Uma resolução do Conselho Nacional de Direitos da Criança e do Adolescente (Conanda), que considera abusiva a publicidade dirigida ao público infantil, passou pela análise na assessoria jurídica da Secretaria de Direitos Humanos, em Brasília, e causou alguma controvérsia na semana passada, ao ser tratada por parte da imprensa como uma medida que teria força de lei. Na realidade, trata-se de uma recomendação dirigida ao mercado, que considera abusivo o direcionamento de publicidade a menores de 12 anos e, portanto, contrário à Constituição Federal e ao Estatuto da Criança e do Adolescente. A resolução foi publicada no Diário Oficial da União no último dia 4, mas, ainda assim, não tem qualquer força como lei no país.
A publicidade dirigida ao público infantil está na mira de diversos grupos tanto do governo quanto da sociedade civil – como o Instituto Alanda, cujo advogado, Pedro Hartung, também chegou a confundir-se sobre o tema e a afirmar que a medida teria força de lei. Segundo relatou, a resolução foi definida em assembleia do Conanda, em que estavam presentes conselheiros eleitos pela sociedade civil e indicados pelos ministérios do governo federal – que de fato compõem o Conanda.
“A medida entra em vigor com a publicação no Diário Oficial e a fiscalização caberá aos órgãos do Estado, ao Ministério da Justiça. É um novo paradigma, um marco normativo e ético para as marcas no país”, afirmou o advogado, sem lembrar, no entanto, que os conselhos nacionais não possuem competência legislativa, segundo confirmou a própria assessoria do Conanda.
“O Conanda é um conselho, não tem poder de legislar. O ambiente para isso é o Congresso Nacional, onde a Abap atua, porque é lá que as leis são propostas, discutidas e aprovadas ou não, num ambiente democrático”, disse Orlando Marques, presidente da Associação Brasileira de Agências de Publicidade (Abap).
A entidade tem sido convocada sistematicamente para comparecer a audiências e tomar conhecimento de projetos de lei que dizem respeito à publicidade de produtos infantis.
Uma audiência pública, por sinal, está agendada para 15 de abril, em Brasília, para debater o Projeto de Lei nº 702/11, que altera a Lei nº 8.069, de 13 de julho de 1990, restringindo a veiculação de propaganda de produtos infantis. O evento é iniciativa do deputado Aureo Ribeiro, do SDD do Rio, autor de vários projetos que envolvem restrições à propaganda.

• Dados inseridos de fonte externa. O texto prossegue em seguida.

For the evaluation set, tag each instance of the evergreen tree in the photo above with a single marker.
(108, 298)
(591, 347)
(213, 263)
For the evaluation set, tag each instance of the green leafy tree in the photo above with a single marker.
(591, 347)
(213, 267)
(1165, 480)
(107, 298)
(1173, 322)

“Para nós está claro que os conselhos nacionais não têm competência legislativa. Eles podem recomendar, mas só vira lei se for uma Medida Provisória do Executivo enviada ao Congresso ou um Projeto de Lei aprovado pelo Congresso Nacional. Ou seja, essa resolução não é o final, mas eventualmente mais um começo de um processo como diversos outros semelhantes tramitando”, disse Rafael Sampaio, porta-voz da Associação Brasileira de Anunciantes (ABA).
Da mesma forma, a Federação Nacional das Agências de Propaganda (Fenapro) afirma que publicidade deve ser tema legislado apenas no Congresso Nacional. “No primeiro bimestre de 2014, o Ministério Público do Trabalho convocou as agências para firmarem um compromisso de respeito às regras pertinentes ao trabalho infantil, com a solicitação de alvará judicial sempre que houver um menor presente em produção publicitária. E é desta forma que estamos operando”, concluiu o presidente da Fenapro, Gláucio Binder.
O Conselho Nacional dos Direitos da Criança e do Adolescente (Conanda) é um órgão ligado à Secretaria de Direitos Humanos da Presidência da República, criado pela Lei n. 8.242, de 12 de outubro de 1991, e é o órgão responsável por tornar efetivos os direitos, princípios e diretrizes contidos no Estatuto da Criança e do Adolescente, Lei n. 8.069, de 13 de julho de 1990. Conta, em sua composição, com 28 conselheiros, sendo 14 representantes do governo federal, indicados pelos ministros e 14 representantes de entidades da sociedade civil organizada no âmbito nacional e de atendimento dos direitos da criança e do adolescente, eleitos a cada dois anos. O conselho é presidido pela socióloga Miriam José dos Santos, representante da Inspetoria São João Bosco Salesianos, uma instituição católica de assistência social.